L'inconscient
Fiche
Le terme inconscient peut s'entendre en deux sens au moins. L'inconscient, c'est un individu qui fait n'importe quoi et qui semble ne pas réfléchir à ce qu'il fait. Mais l'inconscient est également une partie de l'esprit de l'homme qui contiendrait l'ensemble des pulsions refoulées, des désirs que nous ne voulons pas voir et qui pourtant continuent à agir sur nous. Autrement dit, ce sont toutes les causes qui expliquent ce qu'est le sujet mais qui échappent au regard de la conscience. Cela revient à dire qu'il y aurait une partie de l'homme dont il ne peut rendre raison. La question qui se pose alors est de savoir si l'on peut simplement connaître cet autre acteur dans le sujet qui échappe à sa conscience. L'enjeu est celui de la liberté et, par suite, de la responsabilité.
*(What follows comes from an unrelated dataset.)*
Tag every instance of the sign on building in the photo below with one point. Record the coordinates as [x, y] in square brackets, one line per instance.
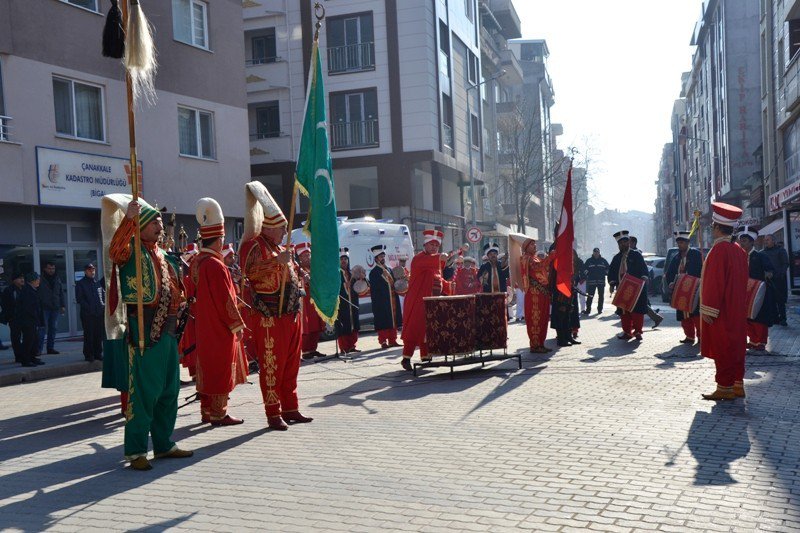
[75, 179]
I. Les manifestations de l'inconscient
L'inconscient se manifeste à travers différents comportements :
• les actes passionnels : par exemple des mots que l'on prononce sous le coup de la colère. Lorsqu'on dit : « Je ne pensais pas ce que je disais », on sous-entend qu'en revenant à son état normal (conscience), on ne coïncide plus avec ce que l'on disait ;
• les phobies : des peurs que l'on ne peut expliquer rationnellement ;
• les actes manqués : on oublie de faire quelque chose parce que, inconsciemment, on ne veut pas le faire ;
• les névroses : affections psychologiques causant une attitude irrationnelle ;
• les automatismes / réflexes : on fait quelque chose sans y penser, inconsciemment.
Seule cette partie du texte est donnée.